Thinking back on all those press conferences, Remington knew that Carpathia did have that kind of power. No one had ever seen a man like him.
“Nicolae wants you to be part of that coming empire,” Felix said.
Empire. Remington liked the sound of that. “Why?”
Felix shrugged. “Because he has talked with you and he liked you. He said the two of you had kindred spirits. He admires the way you desire responsibility for the leadership of others. That is a natural thing for a man gifted with your vision and your abilities. He said all you need is someone in power who could recognize that in you.”
Remington accepted that, thinking it was high time someone saw those qualities in him.
“When Nicolae calls his army together,” Felix said, “he wants men who can be leaders. He wants you. And in order to have you, you must survive your present situation. He wants you to achieve the glory that is your due.”
“I have a plan to strike back against the Syrians,” Remington said, wanting to share what he had developed. “I know how to buy time for the people here, maybe convince the Joint Chiefs that we can hold Sanliurfa.”
“Nicolae will help you,” Felix said. “First through me, then through public support of your efforts here. Everything will come together. But sacrifices will have to be made.”
“I’ll make them,” Remington said.
“You will,” Felix told him, flashing a confident smile. “Abu Alam was only the first of many. The way will be costly, but your efforts and those sacrifices will take you to those things you most desire in this world.” He paused. “Let me help you. Let Nicolae help you.”

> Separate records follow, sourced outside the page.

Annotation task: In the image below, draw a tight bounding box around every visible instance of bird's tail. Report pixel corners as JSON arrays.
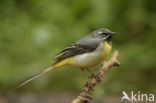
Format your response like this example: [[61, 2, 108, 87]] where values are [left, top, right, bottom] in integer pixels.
[[16, 58, 72, 88], [16, 65, 55, 88]]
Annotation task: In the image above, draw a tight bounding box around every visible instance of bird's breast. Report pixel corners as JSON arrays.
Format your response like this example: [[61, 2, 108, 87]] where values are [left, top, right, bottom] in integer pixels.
[[73, 42, 112, 68]]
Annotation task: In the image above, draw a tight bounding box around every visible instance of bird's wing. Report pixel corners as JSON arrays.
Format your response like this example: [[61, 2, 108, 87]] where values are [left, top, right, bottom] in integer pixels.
[[56, 38, 100, 62]]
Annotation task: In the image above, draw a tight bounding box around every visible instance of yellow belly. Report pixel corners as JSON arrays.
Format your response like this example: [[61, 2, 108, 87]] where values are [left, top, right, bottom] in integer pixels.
[[53, 42, 112, 69]]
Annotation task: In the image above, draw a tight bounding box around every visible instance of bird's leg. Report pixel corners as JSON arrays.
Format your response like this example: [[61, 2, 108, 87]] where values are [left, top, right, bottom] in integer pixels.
[[81, 68, 87, 81], [87, 69, 101, 83]]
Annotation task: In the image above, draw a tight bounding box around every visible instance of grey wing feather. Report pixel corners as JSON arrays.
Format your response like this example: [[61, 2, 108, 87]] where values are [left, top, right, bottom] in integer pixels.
[[56, 37, 101, 63]]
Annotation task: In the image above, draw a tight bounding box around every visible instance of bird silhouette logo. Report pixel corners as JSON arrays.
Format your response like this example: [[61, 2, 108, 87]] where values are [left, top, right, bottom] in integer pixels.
[[121, 91, 131, 101]]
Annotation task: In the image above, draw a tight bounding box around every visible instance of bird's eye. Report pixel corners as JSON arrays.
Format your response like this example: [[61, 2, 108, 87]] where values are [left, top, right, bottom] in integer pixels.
[[102, 34, 107, 37]]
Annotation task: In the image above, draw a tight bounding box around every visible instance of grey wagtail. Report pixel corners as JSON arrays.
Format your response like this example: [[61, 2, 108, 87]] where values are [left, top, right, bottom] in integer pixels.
[[16, 28, 116, 88]]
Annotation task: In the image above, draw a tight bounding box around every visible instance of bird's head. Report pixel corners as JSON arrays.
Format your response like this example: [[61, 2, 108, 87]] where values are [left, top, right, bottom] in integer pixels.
[[94, 28, 117, 42]]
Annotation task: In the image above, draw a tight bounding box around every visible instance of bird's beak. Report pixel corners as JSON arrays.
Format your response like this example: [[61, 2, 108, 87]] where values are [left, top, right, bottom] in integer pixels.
[[111, 32, 118, 35]]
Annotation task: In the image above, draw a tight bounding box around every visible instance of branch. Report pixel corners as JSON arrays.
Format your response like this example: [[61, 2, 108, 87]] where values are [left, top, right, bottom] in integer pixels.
[[71, 50, 120, 103]]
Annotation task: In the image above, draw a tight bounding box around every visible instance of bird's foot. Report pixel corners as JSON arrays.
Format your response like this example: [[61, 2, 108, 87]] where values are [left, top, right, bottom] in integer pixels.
[[88, 73, 102, 83]]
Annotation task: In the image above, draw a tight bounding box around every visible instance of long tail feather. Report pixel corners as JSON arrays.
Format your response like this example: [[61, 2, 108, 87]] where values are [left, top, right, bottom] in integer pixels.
[[16, 65, 54, 89]]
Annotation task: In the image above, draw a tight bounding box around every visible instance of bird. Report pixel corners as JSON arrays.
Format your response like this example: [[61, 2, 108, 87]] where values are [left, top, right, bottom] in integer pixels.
[[16, 28, 117, 88]]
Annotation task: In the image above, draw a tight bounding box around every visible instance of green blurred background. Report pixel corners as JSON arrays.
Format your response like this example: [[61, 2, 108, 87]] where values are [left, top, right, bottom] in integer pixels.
[[0, 0, 156, 102]]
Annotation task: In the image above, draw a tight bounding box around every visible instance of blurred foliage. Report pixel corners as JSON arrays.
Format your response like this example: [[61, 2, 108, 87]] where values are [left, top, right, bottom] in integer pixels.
[[0, 0, 156, 97]]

Remington hesitated only an instant. “All right.”
United States 75th Army Rangers Temporary Post
Sanliurfa, Turkey
Local Time 0639 Hours
“You have to remember that I’m still studying everything I can about the Tribulation.” Corporal Joseph Baker sighed regretfully. “I’m embarrassed to tell you that I’m lacking several of the books that would help me in researching these times. During the years I stepped away from God, after I lost my family, I let many things go.”
“Losing your wife and child like that,” Goose said, “had to have been hard.”
Baker nodded. “It was, First Sergeant, but I should have been stronger. My faith should have been stronger. I was brought up in the Lord, and I should have stayed there. But I was weak.”
Goose remembered how he berated God over Chris’s disappearance, and how he continued to have his doubts about whether the Rapture really occurred or whether God cared about him. “It’s not easy.”
Baker looked at him, started to object, then obviously remembered that Goose had been through similar circumstances. The big corporal nodded. “It’s not easy. I don’t think it’s supposed to be.”
“Letting go?” Goose was surprised at how tight and hoarse his voice got. Talking like this disturbed him, like the end of the world was at hand. Like there was no way Chris would be returned to him.
“Believing,” Baker said. “If believing was easy, everyone would believe. There would have been no one left behind when the Rapture occurred.”
“Why would God make believing hard?”
“That’s the point,” Baker said. “God makes faith easy. Jesus shed His blood to save us so that we would know everlasting life. That’s all we have to believe. Nothing else. All we need is belief the size of a mustard seed. But even that little thing seems beyond most people.” He took a deep, shuddering breath. “So simple a belief was beyond me for a time. Satan makes believing hard. God offers us a world beyond this one, a world of wonders that we can only begin to imagine. Eternal life. Constant happiness. No one who lives here can imagine such things. Moreover, Satan dwells here, in this world that we think we know and understand. Satan exerts his influence here in this place, and many believe in the evil that the Great Deceiver shows them and calls truth. But this place, First Sergeant, this is the real illusion.”
Goose straightened his leg and tried to find a comfortable position for his throbbing knee. His eyes felt grainy and he knew the three hours of sleep he’d managed before Baker had come to him wouldn’t be enough to get him through the coming day.
They sat at a table in the back of the small coffee shop Baker had suggested. The windows facing the street were stripped of their glass, victims of one Syrian attack or another. The owner and his wife prepared breads and coffee in the back using a bricked wood oven that the man’s father had built nearly forty years ago.
Before the Syrians had invaded, the coffee shop had also offered pizza, a concession to foreign tourists. Without electricity, meats and soft cheeses quickly spoiled. But the traditional menu was basically unchanged. The family who owned the coffee shop made their breads on a daily basis. The flour was from stockpiled stores. They used milk and eggs from the goat and chickens they kept penned out in a small lot behind the building.
Normally the family—the husband, wife, and three small children who had vanished—lived in the upstairs portion of the shop, but lately the times weren’t normal. During the nights, the husband and wife now slept in the cellar below the shop. On good nights, when they felt the military holding the city was in control of things, they slept on the floor of the shop, where they could watch their possessions better. They wouldn’t leave, Baker had said, because they wouldn’t desert the city until they had their children back—or knew that they would never return.
“I hope you find peace concerning your own son,” Baker said to Goose.
“I do too,” Goose said. He tried not to say anything more, but he couldn’t help himself. His anger at God was too strong.